With the aid of this information the draftsman should have no difficulty in preparing drafts based on precedents from his own experience; reference books and the Tables. Moreover, most law stationers have their own standard forms set up in print, adaptation of which will reduce printing charges. The main question for consideration is the extent to which Table A is to be adopted.
The option of not registering any articles, which is permissible when the company is limited by shares, is rarely chosen because most such companies on initial registration will be private ones and the incorporators will wish to include the sort of restrictions on freedom to transfer shares which were a pre-condition for qualifying as a private company prior to the Companies Act 1980. the restrictions in Table A are limited to giving the directors a right to refuse to register a transfer when the shares are partly paid or the company has a lien upon them.
When the incorporation is a partnership or family business what will be wanted is an absolute discretion to reject transfers and, probably, provisions requiring the shares to be offered to the existing shareholders if a member wishes to sell.

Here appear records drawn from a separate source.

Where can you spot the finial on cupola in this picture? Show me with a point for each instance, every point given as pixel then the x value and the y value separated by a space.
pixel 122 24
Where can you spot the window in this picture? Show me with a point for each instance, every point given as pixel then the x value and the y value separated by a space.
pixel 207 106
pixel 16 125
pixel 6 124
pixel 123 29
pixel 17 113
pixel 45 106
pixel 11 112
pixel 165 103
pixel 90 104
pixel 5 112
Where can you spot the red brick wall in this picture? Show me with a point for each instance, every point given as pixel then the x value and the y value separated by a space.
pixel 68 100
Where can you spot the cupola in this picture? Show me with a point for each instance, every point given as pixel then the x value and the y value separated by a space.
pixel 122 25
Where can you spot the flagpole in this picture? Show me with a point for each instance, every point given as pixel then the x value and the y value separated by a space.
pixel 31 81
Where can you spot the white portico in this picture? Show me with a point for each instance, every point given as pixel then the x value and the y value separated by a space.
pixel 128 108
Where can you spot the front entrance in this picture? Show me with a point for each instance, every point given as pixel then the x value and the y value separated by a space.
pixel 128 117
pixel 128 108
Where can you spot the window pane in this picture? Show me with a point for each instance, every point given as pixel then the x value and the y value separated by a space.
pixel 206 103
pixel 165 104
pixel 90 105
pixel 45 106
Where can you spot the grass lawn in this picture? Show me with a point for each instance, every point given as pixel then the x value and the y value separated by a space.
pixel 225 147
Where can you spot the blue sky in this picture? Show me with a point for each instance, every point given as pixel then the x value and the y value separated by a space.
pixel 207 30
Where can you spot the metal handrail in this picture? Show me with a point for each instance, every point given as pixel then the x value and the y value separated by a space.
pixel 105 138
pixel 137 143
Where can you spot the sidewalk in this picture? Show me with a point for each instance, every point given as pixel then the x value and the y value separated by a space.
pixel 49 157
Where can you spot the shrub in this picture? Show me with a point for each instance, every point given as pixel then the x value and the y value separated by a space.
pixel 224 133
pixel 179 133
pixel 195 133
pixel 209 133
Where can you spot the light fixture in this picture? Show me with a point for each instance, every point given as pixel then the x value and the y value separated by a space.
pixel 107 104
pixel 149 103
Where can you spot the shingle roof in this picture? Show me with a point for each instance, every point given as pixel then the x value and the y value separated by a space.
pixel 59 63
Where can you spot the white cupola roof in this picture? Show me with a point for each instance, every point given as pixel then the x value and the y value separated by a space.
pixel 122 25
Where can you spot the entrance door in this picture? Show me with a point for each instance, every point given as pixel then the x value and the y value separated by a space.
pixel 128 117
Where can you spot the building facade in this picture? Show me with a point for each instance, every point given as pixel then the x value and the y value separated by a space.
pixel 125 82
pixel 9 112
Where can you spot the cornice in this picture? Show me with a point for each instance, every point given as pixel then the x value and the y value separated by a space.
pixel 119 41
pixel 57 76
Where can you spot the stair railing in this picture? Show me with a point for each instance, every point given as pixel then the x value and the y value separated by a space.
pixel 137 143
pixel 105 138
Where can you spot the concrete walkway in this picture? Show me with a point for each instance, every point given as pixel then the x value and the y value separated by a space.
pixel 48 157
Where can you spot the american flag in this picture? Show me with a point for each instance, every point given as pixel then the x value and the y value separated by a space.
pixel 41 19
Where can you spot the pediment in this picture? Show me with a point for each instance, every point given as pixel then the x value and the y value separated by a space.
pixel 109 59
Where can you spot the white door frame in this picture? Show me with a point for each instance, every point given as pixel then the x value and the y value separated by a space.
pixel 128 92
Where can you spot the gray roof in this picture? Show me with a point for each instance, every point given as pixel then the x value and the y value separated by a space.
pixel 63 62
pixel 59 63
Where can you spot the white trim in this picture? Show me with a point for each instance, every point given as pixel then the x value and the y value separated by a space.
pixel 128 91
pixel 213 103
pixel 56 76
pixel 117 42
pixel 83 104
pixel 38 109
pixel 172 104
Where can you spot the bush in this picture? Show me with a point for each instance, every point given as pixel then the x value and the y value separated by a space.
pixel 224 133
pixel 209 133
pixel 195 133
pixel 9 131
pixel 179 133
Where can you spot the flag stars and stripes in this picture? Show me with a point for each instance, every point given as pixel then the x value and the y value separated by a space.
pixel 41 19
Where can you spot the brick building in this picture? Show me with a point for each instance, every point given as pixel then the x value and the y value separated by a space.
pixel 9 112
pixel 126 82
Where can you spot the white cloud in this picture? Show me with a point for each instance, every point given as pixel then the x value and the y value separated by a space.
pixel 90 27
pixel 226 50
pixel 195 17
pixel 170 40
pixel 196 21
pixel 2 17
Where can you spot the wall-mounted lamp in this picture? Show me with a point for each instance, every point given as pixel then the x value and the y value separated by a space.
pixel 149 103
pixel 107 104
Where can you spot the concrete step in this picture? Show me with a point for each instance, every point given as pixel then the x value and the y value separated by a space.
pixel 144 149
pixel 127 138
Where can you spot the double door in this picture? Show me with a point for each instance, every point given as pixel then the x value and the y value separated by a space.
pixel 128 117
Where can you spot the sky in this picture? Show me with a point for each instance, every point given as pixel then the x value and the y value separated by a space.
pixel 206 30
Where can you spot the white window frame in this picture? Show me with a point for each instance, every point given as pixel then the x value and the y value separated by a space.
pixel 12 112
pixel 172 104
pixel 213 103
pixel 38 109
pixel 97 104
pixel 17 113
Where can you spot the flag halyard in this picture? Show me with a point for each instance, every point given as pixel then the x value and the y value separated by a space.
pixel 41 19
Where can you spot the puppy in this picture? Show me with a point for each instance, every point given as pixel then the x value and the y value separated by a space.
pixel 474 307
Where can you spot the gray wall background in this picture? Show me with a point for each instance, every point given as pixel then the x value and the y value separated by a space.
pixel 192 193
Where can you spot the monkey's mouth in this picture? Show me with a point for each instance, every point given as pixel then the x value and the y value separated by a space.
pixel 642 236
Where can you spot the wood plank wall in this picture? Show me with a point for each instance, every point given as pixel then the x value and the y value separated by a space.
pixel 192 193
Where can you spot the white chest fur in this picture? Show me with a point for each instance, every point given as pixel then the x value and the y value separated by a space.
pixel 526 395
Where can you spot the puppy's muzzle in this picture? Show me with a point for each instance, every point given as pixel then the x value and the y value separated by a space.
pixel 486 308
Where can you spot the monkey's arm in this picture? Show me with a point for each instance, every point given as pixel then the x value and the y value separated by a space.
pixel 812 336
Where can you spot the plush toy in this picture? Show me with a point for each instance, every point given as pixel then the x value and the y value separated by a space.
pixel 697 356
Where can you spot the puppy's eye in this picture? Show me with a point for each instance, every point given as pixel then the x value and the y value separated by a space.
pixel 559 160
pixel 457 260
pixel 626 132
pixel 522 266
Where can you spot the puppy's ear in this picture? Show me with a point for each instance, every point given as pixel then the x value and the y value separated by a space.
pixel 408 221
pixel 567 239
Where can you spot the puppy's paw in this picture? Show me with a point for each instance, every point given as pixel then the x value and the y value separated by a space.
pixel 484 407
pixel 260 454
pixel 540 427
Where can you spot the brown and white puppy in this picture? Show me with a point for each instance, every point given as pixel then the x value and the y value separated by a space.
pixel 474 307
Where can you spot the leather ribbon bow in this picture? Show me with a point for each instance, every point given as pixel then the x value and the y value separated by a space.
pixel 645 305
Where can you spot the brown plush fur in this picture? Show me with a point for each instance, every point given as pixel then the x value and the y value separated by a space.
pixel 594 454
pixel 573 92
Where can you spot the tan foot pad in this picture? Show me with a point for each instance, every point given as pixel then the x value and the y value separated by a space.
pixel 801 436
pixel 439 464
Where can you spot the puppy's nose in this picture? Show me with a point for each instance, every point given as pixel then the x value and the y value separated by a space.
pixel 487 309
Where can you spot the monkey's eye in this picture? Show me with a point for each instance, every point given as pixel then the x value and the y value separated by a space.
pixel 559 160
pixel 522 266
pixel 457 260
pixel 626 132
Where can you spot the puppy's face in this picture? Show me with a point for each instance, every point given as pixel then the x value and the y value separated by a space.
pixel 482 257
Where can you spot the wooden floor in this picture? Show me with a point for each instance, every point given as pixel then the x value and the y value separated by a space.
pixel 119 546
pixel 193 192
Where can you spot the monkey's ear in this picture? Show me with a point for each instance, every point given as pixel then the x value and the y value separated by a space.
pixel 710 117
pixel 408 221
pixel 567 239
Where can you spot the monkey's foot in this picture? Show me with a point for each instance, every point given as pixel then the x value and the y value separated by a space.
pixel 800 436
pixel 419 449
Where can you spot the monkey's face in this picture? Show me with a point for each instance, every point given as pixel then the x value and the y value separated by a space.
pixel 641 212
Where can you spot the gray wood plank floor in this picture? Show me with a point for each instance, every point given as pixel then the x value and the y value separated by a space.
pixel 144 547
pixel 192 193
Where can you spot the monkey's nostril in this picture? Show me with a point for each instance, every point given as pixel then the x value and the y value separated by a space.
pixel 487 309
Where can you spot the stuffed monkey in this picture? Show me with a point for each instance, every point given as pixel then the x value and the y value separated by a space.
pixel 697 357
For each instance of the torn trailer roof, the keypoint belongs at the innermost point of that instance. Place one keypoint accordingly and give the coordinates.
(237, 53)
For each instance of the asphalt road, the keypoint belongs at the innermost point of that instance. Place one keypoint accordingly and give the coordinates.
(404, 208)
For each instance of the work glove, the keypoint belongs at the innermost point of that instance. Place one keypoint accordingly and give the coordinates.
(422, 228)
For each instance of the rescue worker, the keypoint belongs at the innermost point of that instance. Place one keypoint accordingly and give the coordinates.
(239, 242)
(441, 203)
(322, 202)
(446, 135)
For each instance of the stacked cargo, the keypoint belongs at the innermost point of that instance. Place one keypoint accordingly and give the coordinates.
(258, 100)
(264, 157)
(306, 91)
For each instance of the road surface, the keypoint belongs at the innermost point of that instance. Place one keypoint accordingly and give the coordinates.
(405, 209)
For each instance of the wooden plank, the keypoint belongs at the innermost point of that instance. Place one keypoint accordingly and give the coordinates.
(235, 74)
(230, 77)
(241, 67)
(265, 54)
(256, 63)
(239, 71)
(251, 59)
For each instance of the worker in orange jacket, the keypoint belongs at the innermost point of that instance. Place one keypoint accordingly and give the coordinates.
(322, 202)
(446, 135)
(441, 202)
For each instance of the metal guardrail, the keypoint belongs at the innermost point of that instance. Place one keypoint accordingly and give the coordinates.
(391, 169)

A common practice is to register articles which substitute alternative provisions for certain Table A provisions but adopt the rest. This reduces the length of the document and the printing costs.
But if this is done, care should be taken to specify exactly which provisions of Table A are excluded and not leave this to implication by some such formula as "Table A shall apply except in so far as it is varied by or inconsistent with the following provisions"-a formula which inevitably leads to trouble. Unless economy is a serious consideration, however, it is far better to exclude Table A completely and to have self-contained articles, even if, as will almost certainly be the case, these in most respect merely duplicate the provisions of the Table.
By so doing, the company's officer will not be faced with the task of extracting its regulations from two separate documents, one of which, Table A, may become progressively less accessible-for it will be appreciated that it is the Table extant at the time of incorporation which continues to govern. Adoption of Table A is therefore often a false economy, particularly as the larger firms of company solicitors have their own standard forms which are kept in print by their stationers, thus minimizing the costs to their clients.
In case of a company whose memorandum states that its registration office is to be in Wales it is now permissible for the memorandum and articles (and other documents that have to be delivered for registration) to be in Welsh, but they have to be accompanied by certified English translations when delivered for registration or be translated into English by the Registrar. The distinction between the memorandum and the articles of association has already been dealt with. The effect of the two documents as between the members and the company will be considered later.